Why there is "core.xxxx" files in production run?

GROMACS version: 2021
GROMACS modification: /No
Here post your question
md_0_1.log (74.8 KB)

The core files (e.g. core.245674, core.134940, core.31056) appear from time to time during my production run. But I can see the time is still proceeding, so it is not affecting the MD. But why they appear? The log files are attached, is this related to my high-performance computing resources?

These are probably stdout/stderr from the compute cores. They are not GROMACS output.

output.log (3.1 MB)

Here is the output log. I can see Segmentation fault (core dumped): Can I ask how can I modify it? Thank you.

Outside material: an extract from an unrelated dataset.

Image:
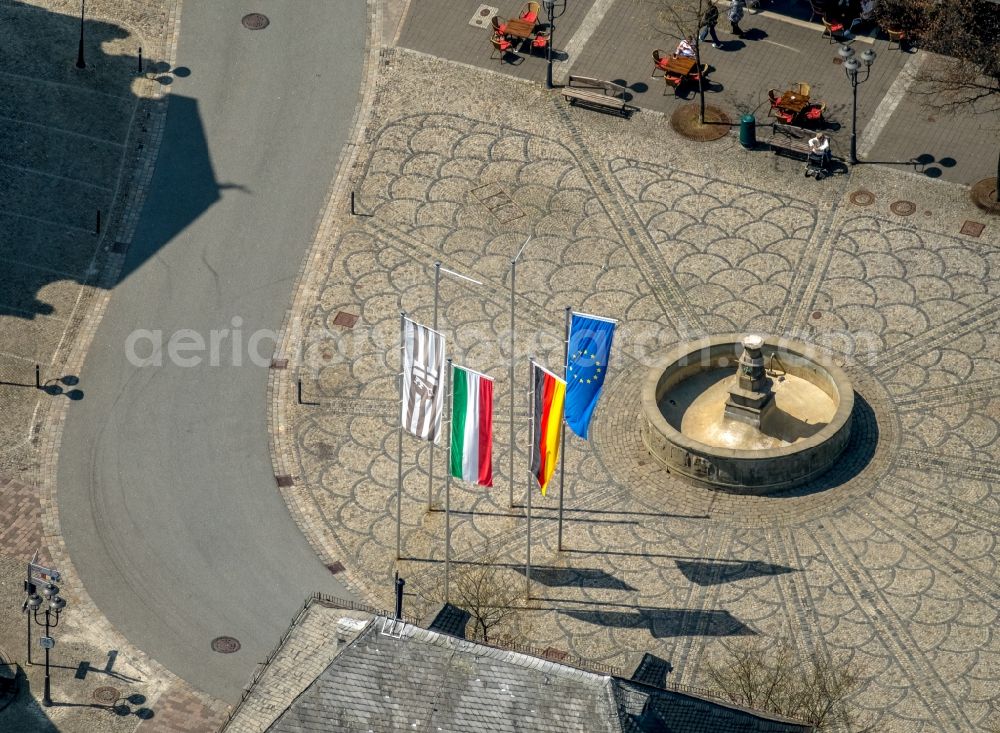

GERun: Contents of machinefile:
GERun: node-e00a-014
GERun: node-e00a-014
GERun: node-e00a-014
GERun: node-e00a-014
GERun: node-e00a-014
GERun: node-e00a-014
GERun: node-e00a-014
GERun: node-e00a-014
GERun: node-e00a-014
GERun: node-e00a-014
GERun: node-e00a-014
GERun: node-e00a-014
GERun: 
GERun: GErun command being run:
GERun:  mpirun --rsh=ssh -machinefile /tmpdir/job/9970527.undefined/machines.unique -np 12 -rr mdrun_mpi -v -deffnm md_0_1 -cpi -append -maxh 1
/shared/ucl/apps/intel/2020/impi/2019.6.166/intel64/bin/mpirun: line 103: 245674 Segmentation fault      (core dumped) mpiexec.hydra -machinefile $machinefile "$@" 0<&0
/var/opt/sge/node-j00a-002/active_jobs/9970528.1/pe_hostfile
node-j00a-002
node-j00a-002
node-j00a-002
node-j00a-002
node-j00a-002
node-j00a-002
node-j00a-002
node-j00a-002
node-j00a-002
node-j00a-002
node-j00a-002
node-j00a-002

Hi, here is an update for the core dumped issue. I submit sequentially-appending jobs to achieve long MD duration. When a job completes or gets core dumped issue, the next job will follow.
job_conti.sh.log (483 Bytes)

I have tested:

gromacs/2020.4/intel-2020 with error file md_0_1.e9979959.log (1.2 KB) and
core.184587.log (612 KB);

gromacs/2019.3/intel-2018 with error file md_0_1.e9979960.log (289.2 KB).

For both Gromacs versions, the MD can proceed. “core dumped” issue only occasionally happens for the 2020 version but is not affecting the running.

I will ask our high-performance computer manager the possible reasons. But I would appreciate it if someone knows the reason.